Here, the affidavit to obtain the extension relied on the information in the original affidavit as well as the results of the first wiretap. The court below ruled that the extension was improperly granted because it was the fruit of the initial wiretap; but, as we have held that the initial wiretap was valid, that conclusion can no longer stand. The record is insufficient, however, for us to determine whether the affidavit in support of the extension met the requirements of 18 U.S.C. Sec. 2518(1)(f) and (5) in all other respects. We remand this question to the district court to determine in the first instance whether the affidavit met the necessity requirement and adequately set forth the results of the earlier authorized wiretap. See Giordano, 416 U.S. at 530, 94 S.Ct. at 1833-34; Turner, 528 F.2d at 153.


The record likewise does not provide us with sufficient information upon which to determine the adequacy of the affidavit submitted to obtain authority to intercept Mason's telephone calls, because the court below held that that interception was also a fruit of the first wiretap. The government may not dispense with the statutorily mandated showing of necessity to obtain a wiretap of Mason's telephone, despite the validity of the wiretap of his coconspirators' telephone, see United States v. Santora, 600 F.2d 1317, 1321, amended on other grounds, 609 F.2d 433 (9th Cir.1979); United States v.
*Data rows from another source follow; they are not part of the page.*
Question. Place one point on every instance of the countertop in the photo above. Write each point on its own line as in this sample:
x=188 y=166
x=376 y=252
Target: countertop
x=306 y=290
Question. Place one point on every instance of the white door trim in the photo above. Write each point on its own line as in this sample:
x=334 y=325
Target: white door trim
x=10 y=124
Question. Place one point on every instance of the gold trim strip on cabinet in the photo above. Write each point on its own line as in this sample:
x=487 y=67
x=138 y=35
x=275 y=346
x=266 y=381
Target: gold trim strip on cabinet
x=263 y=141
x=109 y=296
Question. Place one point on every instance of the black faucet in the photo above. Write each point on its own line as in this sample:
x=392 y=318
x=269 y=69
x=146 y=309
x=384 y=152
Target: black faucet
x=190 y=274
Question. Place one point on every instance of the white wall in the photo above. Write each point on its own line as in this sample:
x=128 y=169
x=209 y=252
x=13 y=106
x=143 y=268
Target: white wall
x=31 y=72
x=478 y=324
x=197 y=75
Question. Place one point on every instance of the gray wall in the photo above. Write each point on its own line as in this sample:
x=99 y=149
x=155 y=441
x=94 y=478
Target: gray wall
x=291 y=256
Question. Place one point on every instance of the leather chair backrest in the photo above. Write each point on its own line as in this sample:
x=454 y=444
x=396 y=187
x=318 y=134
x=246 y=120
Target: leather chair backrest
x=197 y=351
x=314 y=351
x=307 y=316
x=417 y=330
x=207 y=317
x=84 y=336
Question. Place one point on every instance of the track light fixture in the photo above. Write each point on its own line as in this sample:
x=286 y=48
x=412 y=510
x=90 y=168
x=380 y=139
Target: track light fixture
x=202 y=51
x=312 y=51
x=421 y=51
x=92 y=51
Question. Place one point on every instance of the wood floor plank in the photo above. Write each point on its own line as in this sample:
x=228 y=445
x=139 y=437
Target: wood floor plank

Abascal, 564 F.2d 821, 826 (9th Cir.1977), cert. denied, 435 U.S. 942, 98 S.Ct. 1521, 55 L.Ed.2d 538, 435 U.S. 953, 98 S.Ct. 1583, 55 L.Ed.2d 804 (1978), although Mason's connection with conspirators who are themselves so wary that a wiretap is necessary in order to investigate their criminal activities may be a factor that weighs in favor of authorizing the tap. We remand to the district court to determine in the first instance whether the issuing judge abused his discretion in finding that the government presented sufficient evidence to tap Mason's telephone upon learning of his involvement from the calls intercepted from Brone's telephone.


The district court's order with regard to the evidence obtained from the first wiretap is reversed, and the case is remanded to the district court for further proceedings. In light of our remand, we need not address the question whether the search warrants were valid; the district court should consider that question in the first instance.